For post-incident or "what did the operator know when?" reconstructions, the chain is: incident timestamp → live model version at that time → version's Assumption.exclusion predicates → attestations live in that window → assertion verifications signed at the relevant commit SHA → re-verifiable today against the same code. None of it depends on the Mipiti runtime being available — the data is content-addressed and signed end-to-end. Mipiti is auditor-verifiable history, not just an auditor-verifiable current state.
Assumptions
Every threat model rests on assumptions. Mipiti makes these explicit and trackable, with a status lifecycle and an attestation mechanism.
Status lifecycle:
- Active — currently accepted as true
- Violated — found to be false (triggers re-evaluation)

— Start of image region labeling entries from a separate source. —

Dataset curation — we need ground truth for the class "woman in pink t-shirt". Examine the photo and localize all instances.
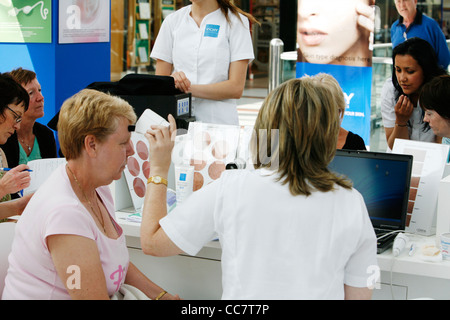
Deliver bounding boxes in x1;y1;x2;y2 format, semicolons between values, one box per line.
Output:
2;89;178;299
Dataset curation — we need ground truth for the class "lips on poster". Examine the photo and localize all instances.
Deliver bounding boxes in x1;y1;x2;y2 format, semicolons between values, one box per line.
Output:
58;0;110;43
296;0;375;145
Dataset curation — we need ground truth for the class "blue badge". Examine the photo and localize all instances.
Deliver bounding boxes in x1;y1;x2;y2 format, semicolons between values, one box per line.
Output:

- Retired — no longer relevant
Kinds. The Assumption entity covers many semantic kinds, not all of which are reach-exclusions:
| Kind | Example | Structured backing |
|---|---|---|
| Reach exclusion | "T1 can't reach A1 for property C" | exclusion: ExclusionPredicate |
| External handling | "TLS termination is the load balancer's job" | linked_co_ids (existing) |
| Operating context | "OpenAI doesn't train on customer data per policy" | Prose only |
| Threat-model scope | "We don't model post-quantum attackers" | Prose only |
| Cryptographic-primitive trust | "AES-256 is unbroken" | Prose only |
| Operator-behavior | "Admins follow the documented runbook" | Prose only |
| Cross-model dependency | "System A's auth satisfies System B's" | target_model_id (existing) |
| Non-applicability | "We don't store credit card data" | CI assertions (existing) |
| Compliance scope exclusion | "FedRAMP doesn't apply" | Framework-side fields |
| Recovery / blast-radius | "Backups restore within 4h" | Prose only |
The entity is designed to grow more optional structured-claim attachments over time — currently only the exclusion predicate is structured; other kinds remain prose-rationale until the methodology benefits from structuring them. This isn't a backward-compat concession; it's a semantic distinction. Some assumptions are reach-exclusions, others are documentation of context that no graph algorithm would ever touch.